14. Ready Player One- Ernest Cline


Title: Ready Player One

Author: Ernest Cline


On the Shelves: Fiction, Sci-Fi, dystopian (?)

Imagine the WORLD AT STAKE.
An EPIC STRUGGLE between good and evil.
The GREATEST QUEST in history.
The FATE OF HUMANITY resting in your hands.
ARE YOU READY?” (Goodreads 2013)

Calling all Video Game fanatics: Your dream fiction novel has arrived!

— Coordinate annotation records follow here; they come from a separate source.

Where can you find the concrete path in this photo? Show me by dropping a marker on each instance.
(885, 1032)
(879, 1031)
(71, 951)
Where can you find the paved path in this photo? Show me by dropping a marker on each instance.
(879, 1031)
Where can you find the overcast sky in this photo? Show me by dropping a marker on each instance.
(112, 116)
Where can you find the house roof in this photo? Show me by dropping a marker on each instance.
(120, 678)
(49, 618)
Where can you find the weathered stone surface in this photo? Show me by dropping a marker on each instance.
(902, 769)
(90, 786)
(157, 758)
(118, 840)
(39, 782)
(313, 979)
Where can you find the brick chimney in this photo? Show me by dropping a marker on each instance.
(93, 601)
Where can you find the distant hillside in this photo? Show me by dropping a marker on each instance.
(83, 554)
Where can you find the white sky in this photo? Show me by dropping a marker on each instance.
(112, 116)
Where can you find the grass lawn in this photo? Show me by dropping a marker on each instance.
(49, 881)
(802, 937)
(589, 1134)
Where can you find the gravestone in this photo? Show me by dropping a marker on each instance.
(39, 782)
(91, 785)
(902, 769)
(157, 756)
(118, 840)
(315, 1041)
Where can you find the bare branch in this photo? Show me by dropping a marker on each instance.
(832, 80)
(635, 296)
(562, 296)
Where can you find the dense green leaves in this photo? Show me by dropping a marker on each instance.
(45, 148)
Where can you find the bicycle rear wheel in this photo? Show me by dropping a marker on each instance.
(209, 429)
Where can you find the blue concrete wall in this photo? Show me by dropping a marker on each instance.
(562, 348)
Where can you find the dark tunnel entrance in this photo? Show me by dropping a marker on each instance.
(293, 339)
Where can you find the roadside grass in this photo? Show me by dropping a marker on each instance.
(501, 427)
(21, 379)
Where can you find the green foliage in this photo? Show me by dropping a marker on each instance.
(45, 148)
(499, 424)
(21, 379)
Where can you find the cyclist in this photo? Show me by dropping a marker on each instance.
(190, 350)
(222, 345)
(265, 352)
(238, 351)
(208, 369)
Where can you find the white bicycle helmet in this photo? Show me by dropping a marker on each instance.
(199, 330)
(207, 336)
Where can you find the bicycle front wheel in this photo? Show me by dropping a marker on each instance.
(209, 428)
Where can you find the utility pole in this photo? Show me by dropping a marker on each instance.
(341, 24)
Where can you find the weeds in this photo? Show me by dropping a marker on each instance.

Ready Player One follows the adventure, or rather the virtual adventure, of a young lad named Wade who lives in an overcrowded (and over-stacked) trailer park, and uses the Internet, or as it’s known, the “OASIS” to not only escape the dull, dreary, daily life of future!America but to attend school using virtual classrooms. However, not all of the OASIS is educational. In fact there is a massive Easter Egg Hunt going on, and it has been going on for generations. The creator of the OASIS, way back in the 1980s, rigged up the system to leave his fortune and inheritance to the player who can be the first to discover all of the clues, find all of the keys, defeat the bad guys and save the day- thus inheriting the creator’s fortune and ownership of the OASIS. With Wade not only facing massive competition from other civilian players (who would throw grenades at his virtual!self in a heartbeat if it meant him losing a level or two), but also corrupt government officials threatening anyone who gets close enough to potentially snag first place, there is more at stake here than just a virtual fortune …Are you Ready, Player One?


 This game- no, wait, sorry book, this book, is a legitimate salute to Gaming culture worldwide. Filled with pop culture references from the 1980s and 90s, both fictional and non-fictional, and every running joke about the Internet under the sun, Ready Player One was always bound to catch the spotlight’s attention in the age of the Internet. The protagonists are enjoyable enough and you really do spend most of the book rooting for them to find the keys and earn the fortune at the end of the rainbow, to be honest, I spent a lot of it cheering on Wade’s competition rather than Wade himself! Cline took on a monster of a challenge with Ready Player One, as there is so much within Gaming culture which can be argued over until you are blue in the face, and it could have been either poorly received or well liked- luckily for Cline, the majority of reviews seem to lie in the positive, and this review is no different.

 Cline’s writing style, I can’t lie, is not the best. But the story following the adventure through the gaming levels and unlocking the mystery to the OASIS inheritance is enough to keep the readers on the edge of their seats.

 I loved the ever popular internet issues being humorously addressed throughout this book,  From “what if we all get so attached to our computers the robots take over!?” to “if you have friends on the internet, what if they aren’t really who they claim they are?” and even the ever popular and controversial issues of Gender within Gaming culture crops up a fair few times.

I know that personally, I would’ve liked to have seen a little more world building for outside of the “OASIS”, for example what is the bigger society/world like in real life? But Cline gets away with not really acknowledging it too much because the story limits itself to the confines of the OASIS, which works well for the novel since from the very start, you- like Wade- are entering the novel with one sole goal : Find the Treasure.

 I thoroughly enjoyed this book, it was something original from within the genre of “dystopia” and as someone who grew up playing video games in the 90s, it was just great.